Playwright: Peter Mellencamp
At: Prop Thtr, 3502 N. Elston Ave
Phone: (773) 486-7767; $20-$22
Runs through: March 28
Struggling Truths tells three stories: The first traces the journey of a youth aspiring to become a Buddhist monk, who falls in with Sansang, a guru of jolly (but no less devout) temperament. The second follows the missteps of a brother and sister whose fortunes land them on opposite sides of China's Cultural Revolution. And the third recounts how the Dalai Lama was smuggled out of Lhasa to sanctuary in India.
Peter Mellencamp's Epic Theatre-styled exploration of civil strife between the Communist government and Tibetan resistance fighters, true to its Brechtian ethos, takes no sides in its sprawling depiction of pre-revolutionary injustice and post-revolutionary imperialism. This didactic approach to controversial issues is meant to promote an intellectually objective view toward past events, free of emotional bias. But whether an atmosphere of such academic purity is possible in 2004 is debatable.

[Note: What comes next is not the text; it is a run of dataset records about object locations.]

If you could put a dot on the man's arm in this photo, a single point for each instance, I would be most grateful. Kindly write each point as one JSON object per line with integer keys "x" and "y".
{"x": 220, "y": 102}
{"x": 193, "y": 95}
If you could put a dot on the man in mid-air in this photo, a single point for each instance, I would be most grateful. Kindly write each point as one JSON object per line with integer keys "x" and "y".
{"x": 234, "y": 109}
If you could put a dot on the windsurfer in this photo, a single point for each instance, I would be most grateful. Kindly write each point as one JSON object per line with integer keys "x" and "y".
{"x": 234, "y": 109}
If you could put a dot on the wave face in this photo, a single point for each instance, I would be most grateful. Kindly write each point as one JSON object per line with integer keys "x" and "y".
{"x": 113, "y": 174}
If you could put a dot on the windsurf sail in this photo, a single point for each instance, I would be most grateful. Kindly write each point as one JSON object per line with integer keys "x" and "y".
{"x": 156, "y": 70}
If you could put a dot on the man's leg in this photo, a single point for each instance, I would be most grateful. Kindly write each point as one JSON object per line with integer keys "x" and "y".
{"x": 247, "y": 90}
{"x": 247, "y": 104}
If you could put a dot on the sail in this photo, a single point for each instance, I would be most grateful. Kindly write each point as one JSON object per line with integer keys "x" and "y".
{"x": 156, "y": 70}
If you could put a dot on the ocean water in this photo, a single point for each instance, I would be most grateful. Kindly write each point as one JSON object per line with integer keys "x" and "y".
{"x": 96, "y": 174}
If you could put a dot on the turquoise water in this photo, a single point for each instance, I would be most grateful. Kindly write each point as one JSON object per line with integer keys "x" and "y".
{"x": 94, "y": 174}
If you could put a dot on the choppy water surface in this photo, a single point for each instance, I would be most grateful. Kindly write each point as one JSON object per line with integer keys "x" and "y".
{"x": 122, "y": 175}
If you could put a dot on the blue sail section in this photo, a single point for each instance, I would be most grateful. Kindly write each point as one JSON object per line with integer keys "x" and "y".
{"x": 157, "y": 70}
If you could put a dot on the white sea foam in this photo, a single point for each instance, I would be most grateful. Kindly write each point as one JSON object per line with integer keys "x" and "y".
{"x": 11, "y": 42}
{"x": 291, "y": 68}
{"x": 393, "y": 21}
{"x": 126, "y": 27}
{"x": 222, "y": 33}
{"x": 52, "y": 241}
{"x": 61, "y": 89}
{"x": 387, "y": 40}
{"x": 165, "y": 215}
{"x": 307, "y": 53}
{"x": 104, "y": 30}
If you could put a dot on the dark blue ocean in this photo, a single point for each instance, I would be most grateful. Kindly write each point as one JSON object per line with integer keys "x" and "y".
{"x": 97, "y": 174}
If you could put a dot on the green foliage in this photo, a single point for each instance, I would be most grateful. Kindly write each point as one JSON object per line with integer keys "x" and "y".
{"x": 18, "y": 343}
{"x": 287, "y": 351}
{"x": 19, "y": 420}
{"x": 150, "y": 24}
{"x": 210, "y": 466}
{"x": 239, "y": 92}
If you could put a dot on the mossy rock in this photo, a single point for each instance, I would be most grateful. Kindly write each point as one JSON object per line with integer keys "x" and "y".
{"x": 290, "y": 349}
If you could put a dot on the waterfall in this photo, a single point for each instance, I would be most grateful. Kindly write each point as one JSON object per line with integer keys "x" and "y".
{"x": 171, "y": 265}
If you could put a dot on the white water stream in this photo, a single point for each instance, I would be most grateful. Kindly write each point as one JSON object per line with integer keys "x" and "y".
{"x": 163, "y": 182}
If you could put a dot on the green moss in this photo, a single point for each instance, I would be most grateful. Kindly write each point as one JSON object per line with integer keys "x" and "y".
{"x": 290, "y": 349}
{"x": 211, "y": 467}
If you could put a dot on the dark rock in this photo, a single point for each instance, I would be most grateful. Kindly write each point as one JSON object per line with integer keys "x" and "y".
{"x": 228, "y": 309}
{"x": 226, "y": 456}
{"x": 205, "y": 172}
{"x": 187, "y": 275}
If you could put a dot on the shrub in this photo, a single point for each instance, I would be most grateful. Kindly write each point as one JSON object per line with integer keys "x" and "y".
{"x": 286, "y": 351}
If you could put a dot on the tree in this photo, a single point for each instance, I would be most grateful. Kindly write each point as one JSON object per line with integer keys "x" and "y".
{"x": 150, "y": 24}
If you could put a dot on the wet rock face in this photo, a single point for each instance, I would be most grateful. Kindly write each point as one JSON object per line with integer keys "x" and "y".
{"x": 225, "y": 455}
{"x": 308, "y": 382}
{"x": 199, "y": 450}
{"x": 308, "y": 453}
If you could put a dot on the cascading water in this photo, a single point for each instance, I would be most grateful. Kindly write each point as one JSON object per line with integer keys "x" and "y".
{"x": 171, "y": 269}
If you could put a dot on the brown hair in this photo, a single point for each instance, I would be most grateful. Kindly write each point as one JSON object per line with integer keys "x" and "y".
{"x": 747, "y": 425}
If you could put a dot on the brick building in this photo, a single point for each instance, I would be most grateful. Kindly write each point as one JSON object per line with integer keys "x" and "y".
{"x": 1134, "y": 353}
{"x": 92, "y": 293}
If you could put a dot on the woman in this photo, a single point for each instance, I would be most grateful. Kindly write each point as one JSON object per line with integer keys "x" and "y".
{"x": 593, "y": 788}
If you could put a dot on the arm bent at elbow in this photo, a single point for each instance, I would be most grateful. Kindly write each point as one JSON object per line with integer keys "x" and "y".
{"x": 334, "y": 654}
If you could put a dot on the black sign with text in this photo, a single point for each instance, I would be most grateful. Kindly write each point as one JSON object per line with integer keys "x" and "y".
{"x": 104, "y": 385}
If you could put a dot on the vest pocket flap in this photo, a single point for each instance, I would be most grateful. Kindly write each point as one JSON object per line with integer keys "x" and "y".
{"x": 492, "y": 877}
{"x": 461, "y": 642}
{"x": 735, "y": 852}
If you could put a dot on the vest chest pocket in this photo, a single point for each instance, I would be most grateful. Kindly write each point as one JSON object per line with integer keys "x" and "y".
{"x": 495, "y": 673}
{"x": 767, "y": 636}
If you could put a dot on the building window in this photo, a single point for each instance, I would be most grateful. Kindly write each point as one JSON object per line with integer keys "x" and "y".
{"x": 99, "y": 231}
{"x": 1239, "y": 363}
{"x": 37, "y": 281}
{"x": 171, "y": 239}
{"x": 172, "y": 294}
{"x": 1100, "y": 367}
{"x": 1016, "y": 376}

As with discussions of the Holocaust, nonpartisan attitudes can hardly be expected of audiences in part comprised of survivors with still-vivid memories of Maoist atrocities.
Besides, this is a PLAY and if we are to pay attention for nearly three hours, we need to cheer for SOMEBODY. The absurdity (to our Western sensibilities, anyway) of koanic logic was the stuff of a thousand jokes during America's craze for esoteric religions in the 1960s, its potential for humor or insight long since exhausted. And while the tragedy of families split asunder by Turbulent Times is a reliable premise for melodrama, the naive siblings' dogged faith in the righteousness of their respective ideologies ultimately alienates us, but not in the manner prescribed by the verfremdungseffekt principle on which this dramatic genre is based.

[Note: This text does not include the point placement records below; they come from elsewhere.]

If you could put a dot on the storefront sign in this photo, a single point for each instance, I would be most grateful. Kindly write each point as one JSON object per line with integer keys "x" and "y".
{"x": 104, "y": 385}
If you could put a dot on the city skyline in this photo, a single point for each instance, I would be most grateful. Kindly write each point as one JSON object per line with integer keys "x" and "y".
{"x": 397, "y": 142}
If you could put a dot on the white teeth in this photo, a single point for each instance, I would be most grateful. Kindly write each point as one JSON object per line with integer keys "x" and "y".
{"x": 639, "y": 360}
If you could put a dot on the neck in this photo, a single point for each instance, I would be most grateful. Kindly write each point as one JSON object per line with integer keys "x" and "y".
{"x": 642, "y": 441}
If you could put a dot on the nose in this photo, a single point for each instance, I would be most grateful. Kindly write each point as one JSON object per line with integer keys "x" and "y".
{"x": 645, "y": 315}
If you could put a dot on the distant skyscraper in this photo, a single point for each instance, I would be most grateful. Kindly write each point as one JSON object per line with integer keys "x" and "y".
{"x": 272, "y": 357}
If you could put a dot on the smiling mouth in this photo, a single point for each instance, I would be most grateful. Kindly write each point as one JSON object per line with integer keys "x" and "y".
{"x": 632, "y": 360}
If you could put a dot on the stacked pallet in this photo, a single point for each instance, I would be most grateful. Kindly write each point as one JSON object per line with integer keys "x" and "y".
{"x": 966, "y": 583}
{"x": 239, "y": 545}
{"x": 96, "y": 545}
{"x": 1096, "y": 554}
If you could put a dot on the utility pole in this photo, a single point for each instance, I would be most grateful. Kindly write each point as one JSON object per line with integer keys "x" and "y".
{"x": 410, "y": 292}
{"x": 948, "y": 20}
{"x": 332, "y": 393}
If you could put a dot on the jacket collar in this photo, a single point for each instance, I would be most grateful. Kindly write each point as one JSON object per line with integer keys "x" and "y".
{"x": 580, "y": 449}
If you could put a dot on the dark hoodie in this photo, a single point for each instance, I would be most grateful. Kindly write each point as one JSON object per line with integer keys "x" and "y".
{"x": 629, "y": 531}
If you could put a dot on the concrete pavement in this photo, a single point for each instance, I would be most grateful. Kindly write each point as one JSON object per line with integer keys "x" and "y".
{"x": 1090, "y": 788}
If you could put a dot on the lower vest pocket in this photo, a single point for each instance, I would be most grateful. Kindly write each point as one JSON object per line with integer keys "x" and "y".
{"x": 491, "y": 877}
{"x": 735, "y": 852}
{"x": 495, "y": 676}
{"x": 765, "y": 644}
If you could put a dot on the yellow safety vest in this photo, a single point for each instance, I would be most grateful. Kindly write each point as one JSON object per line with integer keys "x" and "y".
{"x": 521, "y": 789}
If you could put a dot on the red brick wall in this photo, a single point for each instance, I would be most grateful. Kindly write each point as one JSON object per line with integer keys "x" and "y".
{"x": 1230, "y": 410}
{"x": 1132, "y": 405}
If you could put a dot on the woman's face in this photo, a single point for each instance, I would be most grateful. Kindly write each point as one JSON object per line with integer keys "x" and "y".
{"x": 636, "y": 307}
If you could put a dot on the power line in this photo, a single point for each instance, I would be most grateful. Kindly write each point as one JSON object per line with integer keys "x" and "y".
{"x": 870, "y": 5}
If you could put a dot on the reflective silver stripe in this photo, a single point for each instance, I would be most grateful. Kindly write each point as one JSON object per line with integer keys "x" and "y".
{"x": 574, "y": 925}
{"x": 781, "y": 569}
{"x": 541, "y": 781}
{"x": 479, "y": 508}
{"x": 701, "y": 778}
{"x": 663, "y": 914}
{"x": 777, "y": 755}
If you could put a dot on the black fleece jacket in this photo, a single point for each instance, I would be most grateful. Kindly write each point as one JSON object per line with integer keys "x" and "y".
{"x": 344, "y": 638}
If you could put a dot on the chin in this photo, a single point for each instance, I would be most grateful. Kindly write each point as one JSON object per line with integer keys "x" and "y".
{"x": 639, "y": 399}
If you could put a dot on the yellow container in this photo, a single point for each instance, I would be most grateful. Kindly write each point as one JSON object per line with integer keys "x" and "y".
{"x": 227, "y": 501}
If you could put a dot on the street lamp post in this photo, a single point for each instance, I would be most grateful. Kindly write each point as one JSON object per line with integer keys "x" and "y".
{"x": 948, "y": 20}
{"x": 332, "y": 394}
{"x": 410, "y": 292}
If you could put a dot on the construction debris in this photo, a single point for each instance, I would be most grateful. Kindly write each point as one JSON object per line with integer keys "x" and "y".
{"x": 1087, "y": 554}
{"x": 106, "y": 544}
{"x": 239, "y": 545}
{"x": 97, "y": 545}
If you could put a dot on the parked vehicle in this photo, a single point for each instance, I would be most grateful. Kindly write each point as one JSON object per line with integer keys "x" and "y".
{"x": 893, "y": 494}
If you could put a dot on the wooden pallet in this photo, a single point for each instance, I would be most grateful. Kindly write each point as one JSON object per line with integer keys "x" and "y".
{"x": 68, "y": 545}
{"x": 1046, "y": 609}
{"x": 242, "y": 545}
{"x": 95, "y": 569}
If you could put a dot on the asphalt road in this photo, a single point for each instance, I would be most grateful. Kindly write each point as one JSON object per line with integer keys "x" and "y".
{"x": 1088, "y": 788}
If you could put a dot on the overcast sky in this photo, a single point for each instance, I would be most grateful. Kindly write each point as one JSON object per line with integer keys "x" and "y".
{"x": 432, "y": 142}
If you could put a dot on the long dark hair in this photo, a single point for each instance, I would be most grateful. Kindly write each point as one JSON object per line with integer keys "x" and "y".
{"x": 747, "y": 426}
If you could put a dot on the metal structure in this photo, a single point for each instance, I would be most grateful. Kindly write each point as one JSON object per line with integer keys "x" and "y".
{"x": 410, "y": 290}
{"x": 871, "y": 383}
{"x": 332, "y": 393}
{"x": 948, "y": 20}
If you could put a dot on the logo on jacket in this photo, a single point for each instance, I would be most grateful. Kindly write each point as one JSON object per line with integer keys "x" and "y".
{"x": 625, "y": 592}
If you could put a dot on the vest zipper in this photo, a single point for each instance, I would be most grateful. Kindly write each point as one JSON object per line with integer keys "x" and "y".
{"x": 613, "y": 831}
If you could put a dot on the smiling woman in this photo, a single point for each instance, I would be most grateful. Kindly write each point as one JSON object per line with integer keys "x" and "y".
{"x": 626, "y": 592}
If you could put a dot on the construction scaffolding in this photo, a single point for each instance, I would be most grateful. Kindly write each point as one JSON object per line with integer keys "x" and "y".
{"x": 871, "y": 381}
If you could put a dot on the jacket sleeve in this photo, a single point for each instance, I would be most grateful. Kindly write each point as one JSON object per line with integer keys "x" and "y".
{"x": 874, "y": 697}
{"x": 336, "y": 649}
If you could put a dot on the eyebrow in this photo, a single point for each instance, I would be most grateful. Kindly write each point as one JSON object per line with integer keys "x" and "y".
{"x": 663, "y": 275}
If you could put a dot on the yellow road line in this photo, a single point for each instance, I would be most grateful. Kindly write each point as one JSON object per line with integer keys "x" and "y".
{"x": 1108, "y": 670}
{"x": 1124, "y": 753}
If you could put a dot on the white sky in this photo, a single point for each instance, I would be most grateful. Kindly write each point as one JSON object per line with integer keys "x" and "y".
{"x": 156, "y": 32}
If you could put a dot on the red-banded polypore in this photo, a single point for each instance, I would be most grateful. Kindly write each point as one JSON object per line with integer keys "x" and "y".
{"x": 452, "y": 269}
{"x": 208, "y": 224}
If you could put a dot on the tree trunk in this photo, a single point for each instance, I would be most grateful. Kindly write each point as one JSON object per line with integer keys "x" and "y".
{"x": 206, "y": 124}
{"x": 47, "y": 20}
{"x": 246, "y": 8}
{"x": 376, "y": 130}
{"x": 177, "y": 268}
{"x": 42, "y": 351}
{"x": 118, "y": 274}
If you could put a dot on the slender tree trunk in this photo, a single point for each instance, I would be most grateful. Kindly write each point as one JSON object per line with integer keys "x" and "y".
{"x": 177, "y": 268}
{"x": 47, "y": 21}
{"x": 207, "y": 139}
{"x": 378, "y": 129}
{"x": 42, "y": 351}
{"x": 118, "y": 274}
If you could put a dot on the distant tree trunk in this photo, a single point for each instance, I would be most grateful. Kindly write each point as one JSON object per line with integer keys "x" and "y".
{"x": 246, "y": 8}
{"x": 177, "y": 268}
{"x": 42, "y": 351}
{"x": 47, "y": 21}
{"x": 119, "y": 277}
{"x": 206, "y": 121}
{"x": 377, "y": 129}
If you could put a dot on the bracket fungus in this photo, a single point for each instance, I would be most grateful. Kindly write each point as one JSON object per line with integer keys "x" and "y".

This leaves us the Dalai Lama's struggle with HIS truth. Gordon Chow portrays the Holy Leader with a quiet dignity that makes us LIKE him, even as we acknowledge his ineffectuality in the face of temporal peril. And Jonathan Lavan delivers a likewise poised performance as Sansang, later killed and reincarnated as a Red Army officer. The play's final image of the former being carried to freedom, literally, on the back of the latter achieves the blend of heroism and irony that so eludes the tone of bemused gravity Mellencamp strives to impose on his text—a small reward for our patience.